3. Was ist deine Frage?
4. Bitte!


----------



## Sonicl1337 (28. Sep 2011)

Nein bin zurzeit am Fachabitur Informatik 

Stimmt hab vergessen das genaue Problem zu schildern ...

Wir wollen diese Thema wohl im nächsten halbjah laut Lehrer behandeln und ich finde keinen Anfang zu diese Aufgabe muss auch dazu sagen bin nicht so der Programmiere und suche jetzt entweder eine Lösung oder einen Anfang überhaupt da ich total aufm schlauch stehe momentan


----------



## Sonicl1337 (28. Sep 2011)

Noctarius hat gesagt.:


> 1. Was hat das mit Plattformprogrammierung zu tun?
> 2. Wieso klingt das eher nach Hausaufgabe als nach einer Übungsaufgabe im Internet?
> 3. Was ist deine Frage?
> 4. Bitte!



Frage 2 und 3 siehe Post. und 1. machen das mit eclipse, hoffe das beantwortet deine Frage


----------



## Landei (28. Sep 2011)

Du musst du mit Strings umgehen können: Galileo Computing :: Java ist auch eine Insel – 4 Der Umgang mit Zeichenketten

Besonders String.split sollte dir weiterhelfen.

Ob ein String eine Zahl ist, kann man entweder Zeichen für Zeichen prüfen, oder indem man einfach etwas wie Long.parseLong(..) aufruft (und eventuelle Fehler abfängt)

Einige Eigenschaften von chars sind in der Klasse Character hinterlegt, also z.B. ob ein Zeichen ein Buchstabe ist.

Bring das alles erst mal für korrekte Angaben zum Laufen, und kümmere dich erst dann um mögliche Exceptions. 
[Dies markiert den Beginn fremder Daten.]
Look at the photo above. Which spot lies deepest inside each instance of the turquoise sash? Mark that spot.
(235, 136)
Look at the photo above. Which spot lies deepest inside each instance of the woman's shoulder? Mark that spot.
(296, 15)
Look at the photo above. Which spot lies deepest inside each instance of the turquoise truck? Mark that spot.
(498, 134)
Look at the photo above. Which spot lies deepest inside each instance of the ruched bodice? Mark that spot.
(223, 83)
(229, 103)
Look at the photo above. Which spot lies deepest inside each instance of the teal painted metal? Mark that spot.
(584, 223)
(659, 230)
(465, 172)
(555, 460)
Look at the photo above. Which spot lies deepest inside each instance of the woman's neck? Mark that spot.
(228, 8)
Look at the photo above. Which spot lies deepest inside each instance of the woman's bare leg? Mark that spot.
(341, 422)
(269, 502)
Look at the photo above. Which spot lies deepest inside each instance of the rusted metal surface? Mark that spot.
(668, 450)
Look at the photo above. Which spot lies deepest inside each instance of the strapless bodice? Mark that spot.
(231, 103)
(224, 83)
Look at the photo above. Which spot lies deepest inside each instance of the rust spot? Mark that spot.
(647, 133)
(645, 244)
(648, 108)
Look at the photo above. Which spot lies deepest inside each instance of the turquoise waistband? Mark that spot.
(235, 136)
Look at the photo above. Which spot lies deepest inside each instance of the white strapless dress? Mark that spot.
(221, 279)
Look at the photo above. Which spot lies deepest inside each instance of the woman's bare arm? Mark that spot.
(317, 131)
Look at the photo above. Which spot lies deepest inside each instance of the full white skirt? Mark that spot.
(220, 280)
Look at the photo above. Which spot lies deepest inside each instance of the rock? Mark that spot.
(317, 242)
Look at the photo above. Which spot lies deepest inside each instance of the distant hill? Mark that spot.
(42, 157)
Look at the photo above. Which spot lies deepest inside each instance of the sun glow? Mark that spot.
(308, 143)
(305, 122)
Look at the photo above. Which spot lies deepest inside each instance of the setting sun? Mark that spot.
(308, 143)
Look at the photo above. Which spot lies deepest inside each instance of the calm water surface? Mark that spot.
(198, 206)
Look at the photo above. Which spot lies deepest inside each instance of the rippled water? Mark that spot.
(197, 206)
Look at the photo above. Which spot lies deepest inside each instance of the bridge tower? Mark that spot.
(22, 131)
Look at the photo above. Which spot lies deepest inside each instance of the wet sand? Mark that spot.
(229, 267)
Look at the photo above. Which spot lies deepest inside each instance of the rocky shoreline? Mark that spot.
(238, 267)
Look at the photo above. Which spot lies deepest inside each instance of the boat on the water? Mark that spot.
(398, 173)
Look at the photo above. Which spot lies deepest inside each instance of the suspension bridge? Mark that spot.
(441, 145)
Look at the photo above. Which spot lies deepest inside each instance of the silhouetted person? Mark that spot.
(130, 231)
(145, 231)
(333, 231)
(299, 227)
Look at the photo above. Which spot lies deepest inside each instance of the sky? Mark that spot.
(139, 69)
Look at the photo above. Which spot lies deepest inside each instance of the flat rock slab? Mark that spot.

Versuche erst mal, wie weit du kommst, dann gibt's mehr Hilfe...


----------



## Freddy1337 (28. Sep 2011)

Kann mir mal wer einen kompletten Quellcode zu dieser Aufgabe posten bitte hab genau diesselbe


----------



## Firephoenix (28. Sep 2011)

Ohne das ich mich mal an dem "machen mit eclipse" aufhänge und dir Schizophrenie oder doch kollektive hausaufgaben bescheinige hier mal ein kleiner Anstoß:

Also du hast eine Methode die sieht ganz grob so aus:
<rückgabewert> <name> (<parameterliste>) <deklaration von exceptions>{
<rumpf mit funktion>
}

-da die Methode über Exceptions arbeitet fliegt der Rückgabewert schonmal raus (könnte evtl auch nach dem Test die Anmeldung zurückgeben oder true/false liefern...)
-Als Methodenname bietet sich ja wohl anmelden oder setAnmeldung an
-Die Parameterliste beschreibt den input der Methode "Hamburg 12345678 Boss Hugo" ist ein String.
Also kriegst du als parameter einen String übergeben der die anmeldung enthält, also nennen wir den auch so.
-Eigene Exceptions kann man noch bauen wenn der Rest läuft, fürs erste schmeißen wir einfach eine IllegalArgumentException

also sieht deine Methode erstmal so aus (ich mache sie mal public static, je nach kontext in deiner Anwendung kannst du das ja ändern)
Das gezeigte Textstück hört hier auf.